Another important consideration you might want to remember is that you might not be able to take on a romantic relationship right now. Depending on you, your schedule, and the other person’s schedule, you might have significant problems just finding time for each other.

If you’re dating someone from another school, distance can strain ties. Lack of personal contact, both physical and social, can decrease fondness for a person. According to research at Stanford University, non-sexual physical contact between partners increased intimacy and bonding leading to better, more successful relationships. If you can’t establish little physical expressions of love, chances are it’s going to falter.

Having a relationship is also really hard. It’s downright draining some days. If you wake up at 7 to go to an 8 a.m. class and then end up at the gym, go the rest of your classes, work, and then your boyfriend or girlfriend texts you wanting you to come over, but you’ve got a lab report due tomorrow, what do you do?

Really, you know you should work on that lab, but you haven’t seen them in two weeks because of school and work. Now what? Yik Yak said it best.

Truer words were never spoken. (image courtesy of Yik Yak via @YikYakApp Twitter account)

Statistics and schedules aside, you just might not be mature enough for a relationship. How many years out of high school are you? How long did your last relationship last? What did said relationship mostly consist of (be honest)?

If the answers to those were less than four, three months, and sex, then you should reevaluate before entering a relationship. Ultimately, dating ends one of two ways: you break up or you spend your life together. If you’re dating someone because you’re lonely, feel like you “should,” or for any other reason than your mutual benefit (but mostly theirs), then you’re in a relationship for the wrong reasons.

A critique could be raised that maturity in relationships takes relationships. Touché. The circular logic of it all makes it seem like a vicious cycle of falling in love and falling out of love. My advice to be more mature before entering a relationship will not guarantee you find the “one” in your next, but it will allow you to reexamine yourself and potential relationships. Practice introspection before entering into a committed relationship and be honest with yourself and the other person.

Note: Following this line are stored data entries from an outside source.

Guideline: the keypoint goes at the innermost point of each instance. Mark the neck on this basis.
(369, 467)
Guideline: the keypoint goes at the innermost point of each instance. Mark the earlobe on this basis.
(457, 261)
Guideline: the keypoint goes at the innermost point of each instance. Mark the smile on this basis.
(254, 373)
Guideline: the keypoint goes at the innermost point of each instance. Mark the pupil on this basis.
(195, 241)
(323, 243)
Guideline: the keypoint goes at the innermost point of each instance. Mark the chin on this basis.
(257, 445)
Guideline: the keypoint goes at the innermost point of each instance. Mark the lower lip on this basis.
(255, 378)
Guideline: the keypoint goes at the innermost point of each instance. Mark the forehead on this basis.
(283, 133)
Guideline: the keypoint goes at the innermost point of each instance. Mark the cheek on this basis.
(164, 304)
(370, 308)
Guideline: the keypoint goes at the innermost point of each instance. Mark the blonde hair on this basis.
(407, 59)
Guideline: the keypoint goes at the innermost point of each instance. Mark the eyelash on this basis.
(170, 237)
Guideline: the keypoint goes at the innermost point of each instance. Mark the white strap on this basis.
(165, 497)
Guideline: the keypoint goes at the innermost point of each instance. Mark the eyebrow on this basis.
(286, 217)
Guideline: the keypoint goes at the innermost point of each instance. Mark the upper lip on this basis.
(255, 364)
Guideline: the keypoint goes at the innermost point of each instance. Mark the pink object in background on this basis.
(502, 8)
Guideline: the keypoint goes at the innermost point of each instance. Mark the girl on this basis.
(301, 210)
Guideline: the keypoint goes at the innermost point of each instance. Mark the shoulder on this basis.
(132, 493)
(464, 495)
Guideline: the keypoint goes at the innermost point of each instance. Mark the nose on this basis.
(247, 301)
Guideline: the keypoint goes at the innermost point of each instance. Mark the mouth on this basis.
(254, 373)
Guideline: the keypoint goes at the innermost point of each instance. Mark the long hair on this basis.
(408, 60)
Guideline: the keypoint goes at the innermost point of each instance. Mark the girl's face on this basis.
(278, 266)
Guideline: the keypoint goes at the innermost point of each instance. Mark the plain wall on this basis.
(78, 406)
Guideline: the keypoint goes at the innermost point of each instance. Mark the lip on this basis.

Like I said before, college is a time for romance, but it is primarily for school. You might actually meet the person of your dreams in your stats class, but don’t bomb the exam because you’re all googly-eyed during the whole thing.

The mean age is just an average and as my dad always likes to remind me “All models are wrong. Some are useful.” I encourage you and your romantic endeavors, but be realistic and be a student first.